Even a well-liked Internet brand can fall victim to lack of social media monitoring. In 2009, hackers exploited a vulnerability in online retailer Amazon.com’s (AMZN) site, causing all books by GLBT (Gay, Lesbian, Bisexual, and Transgender) authors to disappear. Over the course of a weekend, thousands of consumers on Twitter, Facebook, and forums voiced their concern, suspecting that Amazon had made the authors unavailable deliberately. Two days later, when Amazon made an attempt to explain the glitch, people on Twitter already had created a hashtag further ridiculing the company’s ineptitude.
2. “Down-sourcing” to Interns or Junior Staff: The fresh, young digital natives at your company embody a crucial resource in helping to navigate the emerging media waters. In some cases, however, their lack of business experience could imperil your brand’s “social voice.”

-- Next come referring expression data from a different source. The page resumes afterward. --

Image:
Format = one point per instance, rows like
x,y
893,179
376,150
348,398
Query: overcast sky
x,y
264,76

Recently, Nestlé’s (NESN) Facebook page erupted in a flame war when Greenpeace staged a protest of the chocolate maker’s alleged use of palm oil from deforested areas in Indonesia. The “official” posts in response to comments were overly flippant and defensive, which only fueled the firestorm.

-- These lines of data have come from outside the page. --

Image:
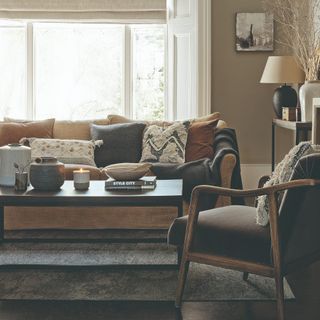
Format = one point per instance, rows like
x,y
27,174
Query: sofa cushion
x,y
65,150
200,133
12,132
200,140
165,144
95,173
229,231
121,143
79,130
115,119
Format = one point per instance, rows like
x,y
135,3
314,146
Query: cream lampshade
x,y
283,70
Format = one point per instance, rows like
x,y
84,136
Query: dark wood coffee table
x,y
168,193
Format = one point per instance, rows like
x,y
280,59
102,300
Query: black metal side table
x,y
301,130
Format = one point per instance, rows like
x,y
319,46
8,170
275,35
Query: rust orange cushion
x,y
12,132
200,140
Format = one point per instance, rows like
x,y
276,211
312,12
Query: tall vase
x,y
308,91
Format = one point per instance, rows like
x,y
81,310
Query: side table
x,y
301,130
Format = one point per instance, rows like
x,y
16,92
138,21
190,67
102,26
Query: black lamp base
x,y
284,96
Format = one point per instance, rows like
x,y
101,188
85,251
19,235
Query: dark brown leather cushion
x,y
121,143
229,231
95,173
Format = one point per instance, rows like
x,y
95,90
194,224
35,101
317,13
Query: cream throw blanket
x,y
282,174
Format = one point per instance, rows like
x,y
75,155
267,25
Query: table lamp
x,y
283,70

3. Fast Beats Perfect: In the digital world, content can spread like wildfire. Immediate, authentic, and humble acknowledgements of your brand’s social media kerfuffles are not only necessary but also expected. Taking the time to craft a perfect corporate response with layers of bureaucratic approvals will only cause more damage to your brand’s social reputation.
In a matter of days, the now infamous Domino’s YouTube video, in which employees did some highly unappetizing things to the chain’s food, erupted into a full-fledged crisis. Although the chief executive officer provided a video statement/response, some felt the company’s reply took far too long. (The company has since redeemed itself with its highly successful Pizza Turnaround campaign.)
4. Faking It: If you’ve failed to foster and energize a legitimate set of brand evangelists, don’t attempt to disguise false engagement by having employees pretend to be customers (known as “astroturfing”). It will most certainly be found out.
5. Having an “Off” Switch: Your brand’s involvement in social media should never have an end date, since at its core, that involvement is about nurturing customer relationships. While campaigns that have a social media extension may come and go, you must maintain an “always on” approach and outlook.
TGI Friday’s September 2009 cross-channel campaign reached its goal of winning 500,000 fans of fictional character “Woody” on Facebook. In fact, it got close to 1 million fans. TGI Friday’s ended the campaign and deleted the Facebook page without those fans converting to TGI Friday’s official Facebook page, losing all the social capital built up over the course of the campaign.
As we’re still in somewhat of a nascent period in social media marketing, brands will inevitably make mistakes and learn from them along the way. This learning process is exciting and offers marketers some unique opportunities to connect directly with consumers.
At the end of the day, brands must earn their “social currency.” There are no shortcuts or substitutes to authentic engagement in the realm of social media.